Un nouveau sage grec

Je l’ai découvert à la fin de l’année.

Le jour de Noël.

Mais pas le vingt-quatre, veille de Noël, quand nous illuminons les sapins.

Le lendemain, le vingt-cinq, quand tous se reposent, se réjouissent des cadeaux reçus, les enfants commencent à casser les jouets de la veille, le mari a eu le temps de comprendre que le cadeau qu’il a reçu avait été acheté sur son compte, madame vient de décider qu’elle changerait de sac à main dès la réouverture des magasins.

C’est en ce jour endormi, paresseux, que Szakalits que je nommerai par la suite simplement Socrate m’est venu à l’esprit. Il m’est venu à l’esprit et j’en ai eu honte. Mon pauvre ami, bien sûr j’avais pensé à tout le monde sauf à lui qui aurait pourtant le plus besoin d’affection le jour de Noël : il a dû passer la soirée en grelottant dans sa chambre non chauffée, oublié de tous.

J’ai rapidement empaqueté quelques-uns de mes cadeaux et je me suis précipité chez lui, dans sa chambre en location.

Il était huit heures du soir.

Les propriétaires ne se trouvaient pas à la maison, ils étaient allés au théâtre. C’est lui qui m’a ouvert la porte, le visage enthousiaste et solennel.

- Oh, je suis très heureux de te voir ! Tu arrives au meilleur moment ! Tu vas m’aider à allumer les bougies !

Il m’a pris par la main et m’a conduit dans sa chambre où le feu crépitait allègrement. Je me suis arrêté, étonné. Un sapin de Noël modeste mais fier trônait sur la petite table : quelques bougies étaient déjà allumées, les autres attendaient.

- N’est-ce pas beau ? – se vanta-t-il.

- Si, dis-je prudemment, c’est très beau mais…

- Mais ?

- Mais… heu… tu n’as peut-être pas consulté le calendrier… c’est vrai, mon ami… nous sommes le vingt-cinq aujourd’hui… et les gens allument les bougies le vingt-quatre en général…

Il acquiesça de la tête.

- En général oui, c’est bien vrai. Mais le fait est qu’hier je n’en aurais pas eu les moyens. Par contre ça me fait autant plaisir aujourd’hui.

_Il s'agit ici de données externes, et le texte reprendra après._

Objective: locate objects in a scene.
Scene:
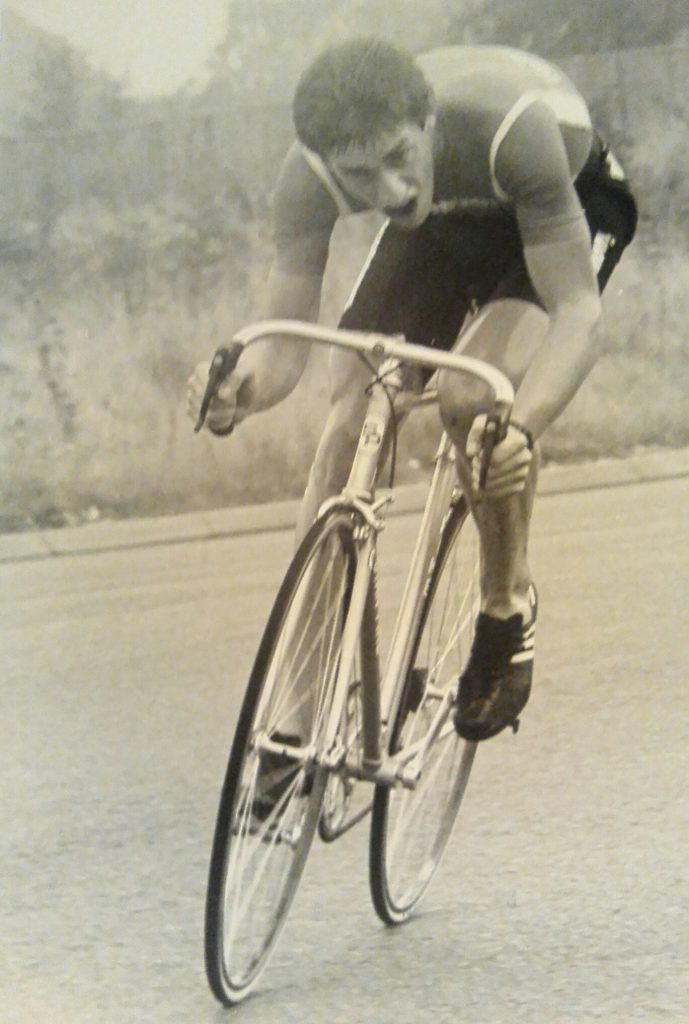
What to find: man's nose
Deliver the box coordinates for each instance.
[378,170,414,210]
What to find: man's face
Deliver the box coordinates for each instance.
[326,119,433,229]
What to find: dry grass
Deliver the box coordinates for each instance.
[0,221,689,529]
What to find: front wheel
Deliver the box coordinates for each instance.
[370,497,480,925]
[206,511,356,1005]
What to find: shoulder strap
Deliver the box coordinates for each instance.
[300,143,352,217]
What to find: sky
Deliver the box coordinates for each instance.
[0,0,230,97]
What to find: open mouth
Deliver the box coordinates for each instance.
[385,198,419,220]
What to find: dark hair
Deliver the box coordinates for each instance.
[292,37,432,156]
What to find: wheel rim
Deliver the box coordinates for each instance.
[213,521,353,1000]
[384,513,480,920]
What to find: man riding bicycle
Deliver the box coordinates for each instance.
[189,38,636,740]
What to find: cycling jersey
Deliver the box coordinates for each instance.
[273,46,593,272]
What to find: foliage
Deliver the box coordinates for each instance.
[0,0,689,528]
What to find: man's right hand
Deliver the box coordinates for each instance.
[186,362,243,434]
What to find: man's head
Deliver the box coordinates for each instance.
[293,38,434,227]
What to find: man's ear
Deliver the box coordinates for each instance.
[424,85,437,132]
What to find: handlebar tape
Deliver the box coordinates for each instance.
[478,413,507,490]
[193,341,244,434]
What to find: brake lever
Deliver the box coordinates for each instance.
[478,413,508,490]
[193,341,244,434]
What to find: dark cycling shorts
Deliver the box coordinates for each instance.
[340,139,637,349]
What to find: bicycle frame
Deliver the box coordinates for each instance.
[228,321,514,787]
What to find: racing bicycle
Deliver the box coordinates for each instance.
[197,321,514,1006]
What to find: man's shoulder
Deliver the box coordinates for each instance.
[417,45,577,108]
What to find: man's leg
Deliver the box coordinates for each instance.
[439,299,548,740]
[438,299,548,618]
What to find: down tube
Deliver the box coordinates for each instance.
[382,434,458,724]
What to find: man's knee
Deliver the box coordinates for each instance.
[438,299,548,442]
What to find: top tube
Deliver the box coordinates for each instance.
[233,319,514,415]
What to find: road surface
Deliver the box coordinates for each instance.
[0,479,689,1024]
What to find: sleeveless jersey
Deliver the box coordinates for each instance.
[273,46,593,273]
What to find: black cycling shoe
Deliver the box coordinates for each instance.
[251,732,313,826]
[455,587,537,741]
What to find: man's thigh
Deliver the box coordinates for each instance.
[438,298,549,432]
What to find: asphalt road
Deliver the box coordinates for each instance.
[0,478,689,1024]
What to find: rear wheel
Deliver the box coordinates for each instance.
[206,511,356,1005]
[370,497,480,925]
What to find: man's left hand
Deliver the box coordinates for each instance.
[466,414,533,499]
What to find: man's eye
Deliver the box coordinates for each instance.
[387,145,408,167]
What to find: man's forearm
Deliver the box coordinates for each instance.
[235,337,309,423]
[512,303,603,437]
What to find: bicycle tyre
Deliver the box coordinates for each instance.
[369,497,480,925]
[205,510,356,1006]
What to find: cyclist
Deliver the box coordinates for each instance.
[189,38,636,739]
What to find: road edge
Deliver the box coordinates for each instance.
[0,449,689,564]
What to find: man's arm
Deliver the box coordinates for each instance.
[513,201,602,437]
[231,261,322,425]
[494,102,601,436]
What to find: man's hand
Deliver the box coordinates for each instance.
[466,414,533,498]
[186,362,243,434]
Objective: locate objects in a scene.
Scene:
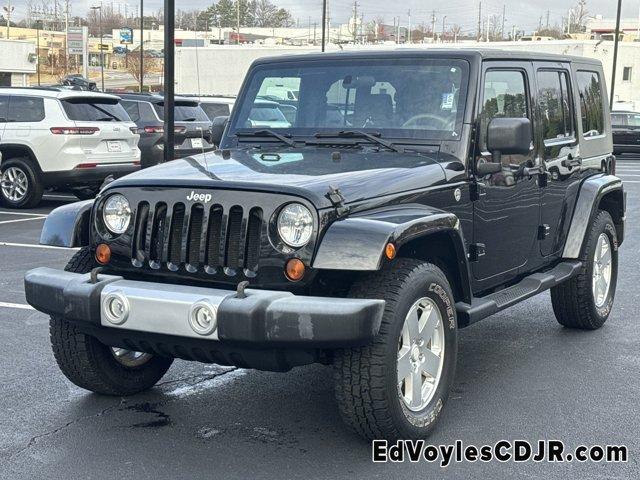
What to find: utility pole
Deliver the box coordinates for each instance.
[236,0,240,45]
[478,2,482,42]
[163,0,176,162]
[140,0,144,93]
[609,0,622,110]
[322,0,327,52]
[431,10,436,42]
[440,15,447,43]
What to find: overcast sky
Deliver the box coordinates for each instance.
[7,0,640,32]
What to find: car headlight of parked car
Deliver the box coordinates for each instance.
[278,203,313,247]
[102,193,131,234]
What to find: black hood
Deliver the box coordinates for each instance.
[108,147,445,208]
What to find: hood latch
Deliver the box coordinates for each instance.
[325,185,349,217]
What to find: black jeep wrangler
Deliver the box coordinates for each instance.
[25,49,625,438]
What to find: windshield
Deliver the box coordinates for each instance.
[230,58,468,140]
[154,104,209,122]
[62,98,131,122]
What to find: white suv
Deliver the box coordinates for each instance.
[0,88,140,208]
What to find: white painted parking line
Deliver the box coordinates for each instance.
[0,210,48,217]
[0,217,47,225]
[0,242,80,251]
[0,302,35,310]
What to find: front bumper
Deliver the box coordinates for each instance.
[25,267,384,349]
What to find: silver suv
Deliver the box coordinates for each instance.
[0,88,140,208]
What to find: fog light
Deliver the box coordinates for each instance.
[189,300,218,335]
[102,292,129,325]
[284,258,305,282]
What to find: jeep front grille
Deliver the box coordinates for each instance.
[131,201,263,276]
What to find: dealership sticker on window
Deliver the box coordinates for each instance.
[440,93,454,110]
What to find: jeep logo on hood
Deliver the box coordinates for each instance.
[187,190,211,203]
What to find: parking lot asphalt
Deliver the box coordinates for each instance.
[0,164,640,480]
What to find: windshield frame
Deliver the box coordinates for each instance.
[225,55,473,144]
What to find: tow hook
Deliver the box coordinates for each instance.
[236,280,249,298]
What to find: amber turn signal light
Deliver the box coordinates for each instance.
[284,258,305,282]
[384,242,398,260]
[96,243,111,265]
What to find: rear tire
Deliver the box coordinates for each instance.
[0,157,44,208]
[551,210,618,330]
[334,259,457,440]
[49,247,173,396]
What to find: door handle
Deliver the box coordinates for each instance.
[562,154,582,168]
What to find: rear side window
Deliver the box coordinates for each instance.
[7,95,44,122]
[576,70,604,138]
[538,70,574,140]
[480,70,529,150]
[200,103,229,120]
[122,100,140,122]
[154,104,210,122]
[62,98,131,122]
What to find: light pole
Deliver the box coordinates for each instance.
[140,0,144,93]
[609,0,622,109]
[91,3,104,92]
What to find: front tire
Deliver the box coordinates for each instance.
[334,259,458,440]
[49,247,173,396]
[0,158,44,208]
[551,210,618,330]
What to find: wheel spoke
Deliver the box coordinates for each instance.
[398,347,412,383]
[411,370,422,407]
[405,308,419,342]
[420,307,439,342]
[422,348,440,378]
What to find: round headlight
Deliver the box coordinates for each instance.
[102,193,131,234]
[278,203,313,247]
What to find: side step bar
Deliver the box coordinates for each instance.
[456,260,582,327]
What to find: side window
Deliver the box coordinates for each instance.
[121,100,140,122]
[7,95,44,122]
[537,70,574,140]
[0,95,9,123]
[480,70,529,151]
[576,70,604,138]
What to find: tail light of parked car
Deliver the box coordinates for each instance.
[49,127,100,135]
[144,126,187,133]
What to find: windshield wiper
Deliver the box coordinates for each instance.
[236,128,296,147]
[314,130,404,153]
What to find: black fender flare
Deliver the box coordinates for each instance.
[40,200,95,248]
[312,204,471,298]
[562,174,626,258]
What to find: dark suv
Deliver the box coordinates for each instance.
[120,94,214,168]
[25,49,625,438]
[611,111,640,155]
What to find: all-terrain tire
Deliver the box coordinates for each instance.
[334,259,457,440]
[551,210,618,330]
[0,157,44,208]
[49,248,173,396]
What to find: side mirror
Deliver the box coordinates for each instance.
[211,117,229,147]
[487,118,532,158]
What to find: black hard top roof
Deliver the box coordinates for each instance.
[254,48,601,65]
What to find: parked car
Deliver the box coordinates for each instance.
[0,88,140,208]
[61,74,98,92]
[25,48,625,440]
[189,95,235,122]
[120,94,214,168]
[611,111,640,155]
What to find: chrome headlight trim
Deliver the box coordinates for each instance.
[277,202,314,248]
[102,193,131,235]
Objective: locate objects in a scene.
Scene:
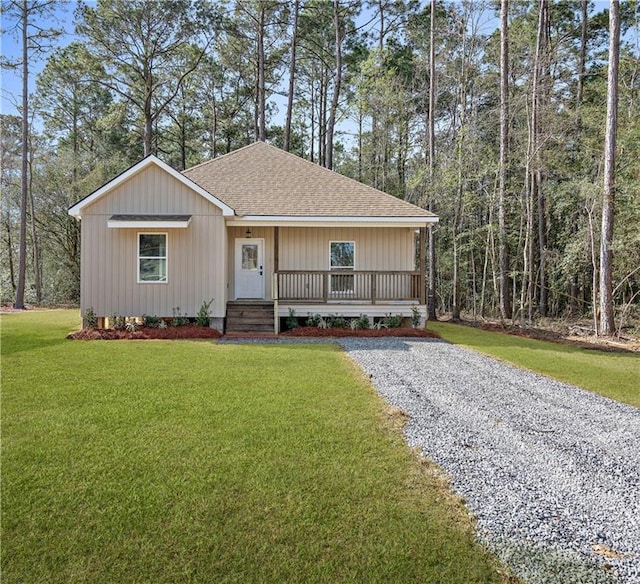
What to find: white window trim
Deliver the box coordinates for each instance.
[136,231,169,284]
[329,239,356,297]
[329,239,356,270]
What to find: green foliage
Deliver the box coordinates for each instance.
[306,314,326,328]
[411,304,422,328]
[142,314,162,328]
[171,306,189,326]
[382,313,402,328]
[124,319,140,333]
[327,314,349,328]
[351,314,371,329]
[196,298,213,326]
[109,314,127,330]
[286,308,298,330]
[84,307,98,328]
[1,311,506,584]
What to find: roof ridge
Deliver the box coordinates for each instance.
[182,141,268,173]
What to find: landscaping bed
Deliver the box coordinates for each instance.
[67,324,222,341]
[281,326,442,339]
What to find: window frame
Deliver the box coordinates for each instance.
[329,239,356,271]
[136,231,169,284]
[329,239,356,297]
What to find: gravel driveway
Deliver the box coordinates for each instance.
[339,338,640,584]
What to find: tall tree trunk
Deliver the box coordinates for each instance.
[29,148,42,304]
[284,0,300,152]
[326,0,342,170]
[600,0,620,336]
[427,0,436,320]
[498,0,511,320]
[258,2,267,142]
[569,0,589,317]
[13,0,29,309]
[535,0,549,316]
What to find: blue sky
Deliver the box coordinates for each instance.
[1,0,620,121]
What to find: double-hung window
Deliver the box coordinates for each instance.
[329,241,356,294]
[138,233,167,284]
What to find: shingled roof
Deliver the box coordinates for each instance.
[183,142,437,220]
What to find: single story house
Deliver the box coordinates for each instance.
[69,142,438,332]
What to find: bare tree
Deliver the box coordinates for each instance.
[498,0,511,320]
[325,0,344,170]
[2,0,60,309]
[284,0,300,152]
[600,0,620,335]
[427,0,436,320]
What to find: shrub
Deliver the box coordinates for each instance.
[287,308,298,331]
[142,314,162,328]
[113,314,127,331]
[124,320,140,333]
[307,314,324,328]
[83,307,98,328]
[354,314,371,329]
[196,298,213,326]
[327,314,347,328]
[382,313,402,328]
[411,304,422,328]
[171,306,189,326]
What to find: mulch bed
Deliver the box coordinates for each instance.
[67,325,441,341]
[67,325,222,341]
[281,326,442,339]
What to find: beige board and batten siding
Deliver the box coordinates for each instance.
[81,166,227,317]
[227,227,274,300]
[279,227,415,271]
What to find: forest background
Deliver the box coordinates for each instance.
[0,0,640,332]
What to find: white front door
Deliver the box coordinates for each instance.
[236,237,264,298]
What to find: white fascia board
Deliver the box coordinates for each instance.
[68,154,235,218]
[107,219,191,229]
[227,215,438,227]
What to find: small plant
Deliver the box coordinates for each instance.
[113,314,127,331]
[307,314,324,328]
[354,314,371,329]
[171,306,189,326]
[382,313,402,328]
[196,298,213,326]
[124,320,140,333]
[327,314,347,328]
[287,308,298,330]
[142,314,162,328]
[83,307,98,328]
[411,304,422,328]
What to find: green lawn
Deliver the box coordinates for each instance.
[429,322,640,407]
[1,311,505,584]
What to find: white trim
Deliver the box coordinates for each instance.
[227,215,438,228]
[136,231,169,284]
[233,237,267,300]
[68,155,235,218]
[107,218,191,229]
[329,239,356,295]
[329,239,356,270]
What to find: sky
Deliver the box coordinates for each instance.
[0,0,620,121]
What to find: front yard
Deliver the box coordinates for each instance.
[2,311,506,584]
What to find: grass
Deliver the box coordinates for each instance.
[429,322,640,408]
[2,311,506,584]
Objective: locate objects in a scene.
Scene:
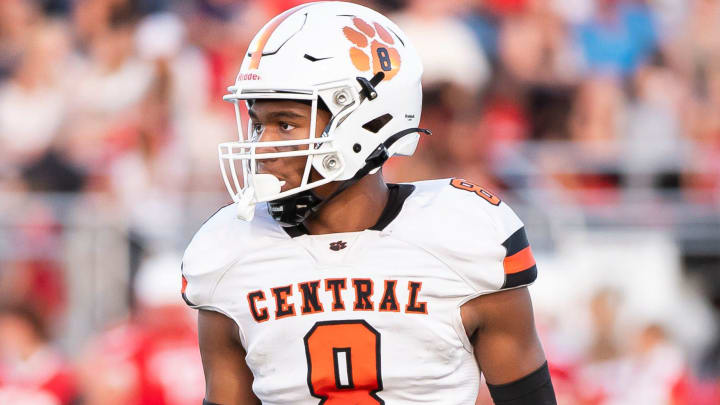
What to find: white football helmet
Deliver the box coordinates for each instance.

- Tu n’en aurais pas eu les moyens ?

Il afficha un sourire serein, sans amertume.

- Un petit arbre comme ça se vendait hier quatre pengoes. Le prix des décors se montait à trois ou quatre pengoes  pièce. Tu sais combien j’ai payé en tout ce matin à l’aube au marché sur le quai du Danube où on commençait à jeter dans l’eau les invendus ? Tout ce que tu vois ici, arbre et décorations, ça m’est revenu à un pengoe cinquante.

 

C’est ce soir-là que j’ai rencontré la sagesse de Socrate, cette stratégie économique pratique qui lui permet de vivre gentiment, modestement mais tranquillement sans ce travail honni et antipathique qui n’est vraiment pas fait pour lui, il prend part à tout ce que notre époque offre à l’homme d’aujourd’hui tandis qu’il peut rester contemplatif et fidèle à lui-même.

Socrate est un locataire de la vie. Il finit par tout obtenir comme les autres, mais pour très peu d’argent, sans fatigue et sans effort.

L’essentiel de sa découverte est le principe de ne pas hâter les choses. Les gens vivent leur vie deux à trois cents pour cent plus cher à cause de l’idée fixe qu’ils veulent acquérir les biens de première main. Pourtant, pour la plupart des biens et particulièrement ceux qui ne sont pas de première nécessité la fiction de priorité ne change rien à leur valeur.

À notre époque de concurrence commerciale nous savons très bien que c’est la mode qui détermine le prix de la marchandise. Mode et valeur ne se recouvrent pas. La plus belle robe cousue en l’étoffe la plus noble est bradée pour le dixième de son prix initial une fois passée de mode.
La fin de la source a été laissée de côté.